The training data frame will take 0.7 of the data, 0.3 data we will leave for testing. Function createDataPartition() is used to create series of test/training partitions.
set.seed(7316)
prediction <- createDataPartition(df_matrix$class, p=.7, list = FALSE, times = 1)
head(prediction)
## Resample1
## [1,] 1
## [2,] 2
## [3,] 3
## [4,] 4
## [5,] 5
## [6,] 6
training <- df[prediction,]
testing <- df[-prediction,]
We will try the randomForest classifier with 400 trees. It implements Breiman’s random forest algorithm for classification and regression. Random forest averages multiple deep decision trees, trains on different parts of the same training set, and help with overcoming over-fitting problem of individual decision tree.
The model shows 99.7% accuracy for the test data frame.
classifier <- randomForest(x = training, y = training$tag, ntree = 400)
predicted <- predict(classifier, newdata = testing)
confusionMatrix(table(predicted,testing$tag))
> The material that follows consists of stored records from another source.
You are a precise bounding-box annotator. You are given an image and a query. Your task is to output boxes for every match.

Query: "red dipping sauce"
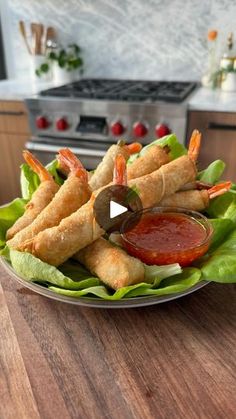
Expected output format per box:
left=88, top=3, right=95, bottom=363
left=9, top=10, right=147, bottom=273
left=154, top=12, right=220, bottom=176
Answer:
left=122, top=208, right=212, bottom=266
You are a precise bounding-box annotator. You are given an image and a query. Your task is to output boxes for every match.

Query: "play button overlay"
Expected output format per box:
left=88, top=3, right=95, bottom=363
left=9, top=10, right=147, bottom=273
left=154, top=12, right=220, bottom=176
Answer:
left=110, top=201, right=128, bottom=218
left=93, top=185, right=142, bottom=234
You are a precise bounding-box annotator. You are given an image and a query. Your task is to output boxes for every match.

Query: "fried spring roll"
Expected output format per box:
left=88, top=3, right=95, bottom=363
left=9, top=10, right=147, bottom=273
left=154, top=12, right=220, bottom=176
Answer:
left=128, top=156, right=197, bottom=208
left=20, top=156, right=196, bottom=266
left=127, top=145, right=171, bottom=179
left=7, top=149, right=91, bottom=250
left=89, top=144, right=130, bottom=191
left=159, top=182, right=231, bottom=211
left=73, top=238, right=145, bottom=290
left=7, top=151, right=59, bottom=240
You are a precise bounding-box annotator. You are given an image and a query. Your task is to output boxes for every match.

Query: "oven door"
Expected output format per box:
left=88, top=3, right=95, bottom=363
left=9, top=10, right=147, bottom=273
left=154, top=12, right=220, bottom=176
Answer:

## Confusion Matrix and Statistics
##
##
## predicted ham spam
## ham 783 0
## spam 0 400
##
## Accuracy : 1
## 95% CI : (0.9969, 1)
## No Information Rate : 0.6619
## P-Value [Acc > NIR] : < 2.2e-16
##
## Kappa : 1
##
## Mcnemar's Test P-Value : NA
##
## Sensitivity : 1.0000
## Specificity : 1.0000
## Pos Pred Value : 1.0000
## Neg Pred Value : 1.0000
## Prevalence : 0.6619
## Detection Rate : 0.6619
## Detection Prevalence : 0.6619
## Balanced Accuracy : 1.0000
##
## 'Positive' Class : ham
##
The task to define the spam message requires a lot of work. The project above helped to learn how to work with the tar archives, how to read the text from the email and transform it to the data frame, and, the main thing, how to use this data frame to train the model for predicting spam. The work with corpus was a great challenge and took most of the time. 70% of the data was used to train the data, 30% to test. The Random Forest was used as a classifier for the model, it helped to achieve 99% accuracy. There are other model to try and that may work better (boosting, Naive Bayes, etc).